Tributes are pouring in on FB, at Joe.My.God., and the blogs of people who knew her.

She was one of our Warrior Queens, and will be sorely missed by many.

I will not forget her; when my spine needs stiffening, I think of her and she gives me strength and comfort.

I feel oh so sad.

 

Betty

 

This evening I went to the local museum to meet Linda Ronstadt. In order to stay awake I drank a cup of coffee. This worked, but it was foolish: it’s past midnight and I am alert and there is no going to sleep. It gives me the opportunity to contemplate the cosmos or write a blog entry. I have no comment on Life, The Universe, and Everything, and I don’t have much upon which to write.  Being alert without inspiration is a cruel combination.

Last week work was noteworthy that several patients brought gifts.
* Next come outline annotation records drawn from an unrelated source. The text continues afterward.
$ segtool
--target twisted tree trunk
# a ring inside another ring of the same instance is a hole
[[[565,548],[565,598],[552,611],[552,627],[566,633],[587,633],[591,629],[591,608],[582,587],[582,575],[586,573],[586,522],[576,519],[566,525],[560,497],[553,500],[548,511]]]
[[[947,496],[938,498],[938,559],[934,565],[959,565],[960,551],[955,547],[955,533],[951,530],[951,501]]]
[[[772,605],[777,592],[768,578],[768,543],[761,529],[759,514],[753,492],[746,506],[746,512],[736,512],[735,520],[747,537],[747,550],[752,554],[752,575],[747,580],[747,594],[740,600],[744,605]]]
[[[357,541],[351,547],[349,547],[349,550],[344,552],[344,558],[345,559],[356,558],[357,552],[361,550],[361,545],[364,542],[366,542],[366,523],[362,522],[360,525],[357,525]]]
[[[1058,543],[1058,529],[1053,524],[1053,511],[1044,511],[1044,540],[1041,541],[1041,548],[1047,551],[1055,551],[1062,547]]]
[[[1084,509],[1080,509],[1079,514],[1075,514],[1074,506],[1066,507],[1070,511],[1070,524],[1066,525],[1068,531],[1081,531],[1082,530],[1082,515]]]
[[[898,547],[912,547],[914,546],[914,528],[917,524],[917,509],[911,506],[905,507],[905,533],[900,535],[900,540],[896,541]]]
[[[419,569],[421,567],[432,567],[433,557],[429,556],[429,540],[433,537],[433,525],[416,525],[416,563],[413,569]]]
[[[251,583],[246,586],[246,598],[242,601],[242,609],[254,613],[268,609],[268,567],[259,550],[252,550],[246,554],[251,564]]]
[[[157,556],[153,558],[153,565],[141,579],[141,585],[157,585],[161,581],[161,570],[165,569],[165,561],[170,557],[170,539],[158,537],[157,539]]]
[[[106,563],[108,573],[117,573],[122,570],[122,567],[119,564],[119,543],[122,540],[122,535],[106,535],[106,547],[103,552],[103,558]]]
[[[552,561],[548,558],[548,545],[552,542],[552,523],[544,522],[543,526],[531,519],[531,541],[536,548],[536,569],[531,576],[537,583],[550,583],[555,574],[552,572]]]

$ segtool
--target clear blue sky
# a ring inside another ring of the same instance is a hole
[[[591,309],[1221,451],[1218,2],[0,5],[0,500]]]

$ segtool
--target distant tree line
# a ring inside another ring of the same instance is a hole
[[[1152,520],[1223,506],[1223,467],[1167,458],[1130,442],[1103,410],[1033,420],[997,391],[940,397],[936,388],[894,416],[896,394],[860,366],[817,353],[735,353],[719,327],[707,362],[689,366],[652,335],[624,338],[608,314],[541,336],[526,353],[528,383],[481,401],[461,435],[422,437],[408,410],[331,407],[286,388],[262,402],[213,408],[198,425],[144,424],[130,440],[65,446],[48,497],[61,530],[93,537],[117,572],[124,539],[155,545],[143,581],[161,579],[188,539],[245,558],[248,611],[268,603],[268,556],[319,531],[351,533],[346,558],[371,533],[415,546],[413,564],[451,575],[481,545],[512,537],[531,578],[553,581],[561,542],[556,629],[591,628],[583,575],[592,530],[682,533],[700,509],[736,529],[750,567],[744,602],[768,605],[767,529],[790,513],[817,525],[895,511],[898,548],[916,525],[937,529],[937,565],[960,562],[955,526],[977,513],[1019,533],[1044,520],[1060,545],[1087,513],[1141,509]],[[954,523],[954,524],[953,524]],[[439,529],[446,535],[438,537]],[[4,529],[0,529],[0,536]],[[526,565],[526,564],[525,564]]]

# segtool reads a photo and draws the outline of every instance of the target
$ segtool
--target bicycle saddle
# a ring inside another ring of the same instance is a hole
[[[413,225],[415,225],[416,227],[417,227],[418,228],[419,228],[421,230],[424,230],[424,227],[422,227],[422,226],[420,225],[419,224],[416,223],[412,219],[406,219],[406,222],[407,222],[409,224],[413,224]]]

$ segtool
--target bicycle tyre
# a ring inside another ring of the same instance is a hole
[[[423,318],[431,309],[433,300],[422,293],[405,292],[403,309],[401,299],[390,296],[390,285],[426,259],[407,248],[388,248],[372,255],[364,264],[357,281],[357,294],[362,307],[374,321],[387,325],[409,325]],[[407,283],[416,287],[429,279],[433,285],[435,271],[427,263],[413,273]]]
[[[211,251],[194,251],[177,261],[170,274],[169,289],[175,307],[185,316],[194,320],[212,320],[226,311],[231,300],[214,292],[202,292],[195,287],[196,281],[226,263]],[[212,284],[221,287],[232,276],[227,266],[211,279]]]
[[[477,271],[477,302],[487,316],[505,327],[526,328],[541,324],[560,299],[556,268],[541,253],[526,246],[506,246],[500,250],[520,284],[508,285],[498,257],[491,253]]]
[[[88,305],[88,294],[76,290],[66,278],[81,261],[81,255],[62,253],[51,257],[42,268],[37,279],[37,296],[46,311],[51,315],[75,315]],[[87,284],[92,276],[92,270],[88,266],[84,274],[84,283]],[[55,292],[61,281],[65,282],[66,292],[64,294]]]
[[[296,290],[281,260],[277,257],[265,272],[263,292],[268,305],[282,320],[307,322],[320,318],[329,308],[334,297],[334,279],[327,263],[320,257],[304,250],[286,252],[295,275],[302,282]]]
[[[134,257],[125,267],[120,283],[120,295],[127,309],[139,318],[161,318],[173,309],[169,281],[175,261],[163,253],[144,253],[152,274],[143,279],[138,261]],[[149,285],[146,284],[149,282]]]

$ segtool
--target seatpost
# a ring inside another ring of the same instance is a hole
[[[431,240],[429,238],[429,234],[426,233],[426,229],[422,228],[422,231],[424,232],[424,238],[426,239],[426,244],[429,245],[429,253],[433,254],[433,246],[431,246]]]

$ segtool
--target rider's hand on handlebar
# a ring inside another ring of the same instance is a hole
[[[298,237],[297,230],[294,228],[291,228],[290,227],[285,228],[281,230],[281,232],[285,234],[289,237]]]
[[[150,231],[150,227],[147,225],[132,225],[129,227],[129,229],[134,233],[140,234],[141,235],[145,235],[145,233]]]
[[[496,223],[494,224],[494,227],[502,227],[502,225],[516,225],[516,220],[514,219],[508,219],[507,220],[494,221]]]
One brought me a zuni bear; another gave a bow tie.  I am not supposed to receive anything from my patients lest the APA secret police bust down the door and drag me away for violating contemporary professional standards. You tell me how to tell a patient to take it back.   Speaking of work, next weekend I attend a seminar on pain pills. There are new draconian laws about prescribing opiates. I fear the audience will be in ill-tempered and resemble an orchestra of scorched cats as the remonstrate they and their patients are being treated more and more like criminals.

Speaking of gifts I sent the nieces and nephews (AKA the niblings) some Hallowe’en treats but only one of four sent a thank you. I don’t expect a handwritten note (although that would be nice) but an email/call/smoke signal would fill my need for proper manners.

Speaking of Hallowe’en I am slowly getting out the props. I have a small tree designed to resemble a black dead oak.  Every day I hang a new ‘halloween ornament’ making it an advent calendar.  One of my relations is telling one and all via FB Hallowe’en is Satanic and/or Papist (she gets these confused).  I personally don’t see the connection between giving M&Ms to 8 year olds dressed as princesses and sacrifices to Beelzebub.

Which reminds me, I need to find the Hallowe’en costumes and trimmings to see if I want to show up to work dressed as one of the Directors Here at Spo-Reflections.  The repeat patients won’t mind but the ‘first timers’ could develop heart failure.